There is no built-in support for softening tables, but a FISH function that scans the grid every few steps and recomputes properties based on the current value of $$\epsilon^{dp}$$ may be written (see WIPP-Drucker Model: Compression Test Showing Localization for an illustration of this technique).
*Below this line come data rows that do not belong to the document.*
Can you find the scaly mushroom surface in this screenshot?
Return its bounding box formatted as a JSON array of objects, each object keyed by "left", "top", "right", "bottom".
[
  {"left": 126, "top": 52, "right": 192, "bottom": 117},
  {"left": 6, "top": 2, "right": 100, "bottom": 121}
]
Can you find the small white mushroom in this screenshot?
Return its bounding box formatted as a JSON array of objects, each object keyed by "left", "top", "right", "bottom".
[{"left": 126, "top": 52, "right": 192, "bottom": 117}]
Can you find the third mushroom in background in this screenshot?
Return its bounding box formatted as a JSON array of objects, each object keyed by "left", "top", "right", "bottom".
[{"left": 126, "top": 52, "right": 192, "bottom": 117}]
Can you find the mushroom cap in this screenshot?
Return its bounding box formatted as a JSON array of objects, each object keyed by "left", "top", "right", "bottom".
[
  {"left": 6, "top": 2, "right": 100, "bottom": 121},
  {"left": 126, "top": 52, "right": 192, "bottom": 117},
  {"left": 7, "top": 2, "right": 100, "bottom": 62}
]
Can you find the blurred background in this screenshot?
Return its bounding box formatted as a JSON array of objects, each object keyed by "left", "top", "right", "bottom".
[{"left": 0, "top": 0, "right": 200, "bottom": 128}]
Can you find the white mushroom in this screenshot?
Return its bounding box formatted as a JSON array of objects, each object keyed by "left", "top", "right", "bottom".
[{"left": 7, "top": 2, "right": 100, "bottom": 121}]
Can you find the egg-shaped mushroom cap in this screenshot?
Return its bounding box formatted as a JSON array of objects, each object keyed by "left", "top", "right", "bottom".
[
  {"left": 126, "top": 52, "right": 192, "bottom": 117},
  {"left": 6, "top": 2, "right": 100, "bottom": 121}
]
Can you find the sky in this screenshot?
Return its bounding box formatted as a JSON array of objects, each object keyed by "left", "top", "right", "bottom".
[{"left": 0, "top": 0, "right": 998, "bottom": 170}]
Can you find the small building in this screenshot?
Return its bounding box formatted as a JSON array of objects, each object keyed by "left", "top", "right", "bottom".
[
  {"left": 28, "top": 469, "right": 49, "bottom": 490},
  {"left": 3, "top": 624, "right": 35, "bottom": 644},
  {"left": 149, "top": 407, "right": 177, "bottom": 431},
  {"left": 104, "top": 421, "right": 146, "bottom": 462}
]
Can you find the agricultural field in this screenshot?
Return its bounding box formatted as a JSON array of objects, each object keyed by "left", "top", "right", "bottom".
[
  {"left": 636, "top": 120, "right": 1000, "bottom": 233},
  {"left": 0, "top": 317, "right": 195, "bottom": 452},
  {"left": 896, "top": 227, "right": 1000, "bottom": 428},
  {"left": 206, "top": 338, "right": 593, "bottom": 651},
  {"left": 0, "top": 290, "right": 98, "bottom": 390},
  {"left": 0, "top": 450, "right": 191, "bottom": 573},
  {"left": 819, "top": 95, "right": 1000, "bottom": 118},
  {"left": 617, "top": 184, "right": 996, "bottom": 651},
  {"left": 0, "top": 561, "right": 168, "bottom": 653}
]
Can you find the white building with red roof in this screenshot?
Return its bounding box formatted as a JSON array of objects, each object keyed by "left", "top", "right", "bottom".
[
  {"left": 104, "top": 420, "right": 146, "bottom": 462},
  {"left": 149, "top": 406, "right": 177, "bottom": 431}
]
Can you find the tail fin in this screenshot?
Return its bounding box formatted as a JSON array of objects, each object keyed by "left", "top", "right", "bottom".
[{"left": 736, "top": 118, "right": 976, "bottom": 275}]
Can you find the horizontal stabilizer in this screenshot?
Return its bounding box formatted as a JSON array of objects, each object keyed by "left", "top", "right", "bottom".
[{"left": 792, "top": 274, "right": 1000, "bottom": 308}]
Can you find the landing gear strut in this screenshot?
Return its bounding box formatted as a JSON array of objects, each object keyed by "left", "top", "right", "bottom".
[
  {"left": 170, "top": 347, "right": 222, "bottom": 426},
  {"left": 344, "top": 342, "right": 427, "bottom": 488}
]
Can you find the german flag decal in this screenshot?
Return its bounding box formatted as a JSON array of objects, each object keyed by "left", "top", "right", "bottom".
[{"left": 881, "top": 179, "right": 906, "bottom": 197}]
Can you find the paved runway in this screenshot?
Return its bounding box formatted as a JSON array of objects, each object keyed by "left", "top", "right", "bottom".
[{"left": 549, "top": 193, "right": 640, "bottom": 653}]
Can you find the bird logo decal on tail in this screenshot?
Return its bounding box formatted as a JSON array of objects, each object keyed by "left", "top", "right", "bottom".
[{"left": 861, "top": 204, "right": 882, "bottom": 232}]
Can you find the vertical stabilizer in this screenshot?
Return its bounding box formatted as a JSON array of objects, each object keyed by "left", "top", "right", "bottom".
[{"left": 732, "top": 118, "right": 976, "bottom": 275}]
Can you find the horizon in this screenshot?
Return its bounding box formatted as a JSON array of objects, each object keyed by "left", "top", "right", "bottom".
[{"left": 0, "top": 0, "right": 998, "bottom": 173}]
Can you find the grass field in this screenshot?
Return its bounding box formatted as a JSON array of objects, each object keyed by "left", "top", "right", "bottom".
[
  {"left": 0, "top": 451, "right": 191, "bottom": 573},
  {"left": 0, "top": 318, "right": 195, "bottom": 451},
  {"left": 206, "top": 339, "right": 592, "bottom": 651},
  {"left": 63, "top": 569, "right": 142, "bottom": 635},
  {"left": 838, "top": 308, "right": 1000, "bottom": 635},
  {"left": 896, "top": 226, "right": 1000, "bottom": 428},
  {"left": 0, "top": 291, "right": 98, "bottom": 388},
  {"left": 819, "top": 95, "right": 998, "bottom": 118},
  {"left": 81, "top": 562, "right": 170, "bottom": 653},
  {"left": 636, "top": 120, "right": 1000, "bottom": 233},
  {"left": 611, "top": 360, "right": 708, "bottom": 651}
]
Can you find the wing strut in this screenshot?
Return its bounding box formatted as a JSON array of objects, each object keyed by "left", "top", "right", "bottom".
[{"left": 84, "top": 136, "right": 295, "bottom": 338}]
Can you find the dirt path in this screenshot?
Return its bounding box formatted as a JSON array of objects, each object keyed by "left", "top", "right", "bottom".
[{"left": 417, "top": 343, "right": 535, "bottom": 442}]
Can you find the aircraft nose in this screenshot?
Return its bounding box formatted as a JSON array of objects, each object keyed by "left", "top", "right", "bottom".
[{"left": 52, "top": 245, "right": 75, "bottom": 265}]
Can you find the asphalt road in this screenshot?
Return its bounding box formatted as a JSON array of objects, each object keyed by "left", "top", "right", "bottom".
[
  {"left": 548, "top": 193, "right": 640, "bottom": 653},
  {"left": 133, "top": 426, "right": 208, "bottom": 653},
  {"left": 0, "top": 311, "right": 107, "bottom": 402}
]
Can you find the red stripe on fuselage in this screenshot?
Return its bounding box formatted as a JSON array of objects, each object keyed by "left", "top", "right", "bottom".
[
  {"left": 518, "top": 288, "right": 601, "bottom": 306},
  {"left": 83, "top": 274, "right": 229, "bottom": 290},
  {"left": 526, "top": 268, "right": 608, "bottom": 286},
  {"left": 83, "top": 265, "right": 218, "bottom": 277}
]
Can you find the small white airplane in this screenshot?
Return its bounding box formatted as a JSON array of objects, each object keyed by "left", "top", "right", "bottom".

wipp-drucker model properties

Use the following keywords with the zone property (FLAC3D) or zone property (3DEC) command to set these properties of the WIPP-Drucker model.

wipp-drucker
activation-energy f

activation energy, $$Q$$

bulk f

bulk modulus, $$K$$

cohesion-drucker f

material parameter, $$k_ϕ$$

constant-a f

WIPP model constant, $$A$$

constant-b f

WIPP model constant, $$B$$

constant-d f

WIPP model constant, $$D$$

constant-gas f

gas constant, $$R$$

creep-rate-critical f

critical steady-state creep rate, $$ε̇^*_{ss}$$

dilation-drucker f

material parameter, $$q_k$$

exponent f

WIPP model exponent, $$n$$

friction-drucker f

material parameter, $$q_ϕ$$

temperature f

zone temperature, $$T$$

poisson f

Poisson’s ratio, $$v$$

shear f

shear modulus, $$G$$

tension f

tension limit, $$σ^t$$. The default is 0.0.

young f

Young’s modulus, $$E$$

creep-strain-primary f (r)

primary creep strain, $$ε̇_s$$

creep-rate-primary f (r)

primary creep rate, $$ε_s$$

strain-shear-plastic f (r)

accumulated plastic shear strain

strain-tension-plastic f (r)

accumulated plastic tensile strain

Key

(r) Read-only property.
This property cannot be set by the user. Instead, it can be listed, plotted, or accessed through FISH.

Notes:

• Only one of the two options is required to define the elasticity: bulk modulus $$K$$ and shear modulus $$G$$, or Young’s modulus $$E$$ and Poisson’s ratio $$v$$.
• The tension cut-off is $$σ^t$$ = min ($$σ_t$$, $$k_ϕ$$/$$q_ϕ$$)
• The creep behavior is triggered by deviatoric stress, while the volumetric behavior does not consider creep.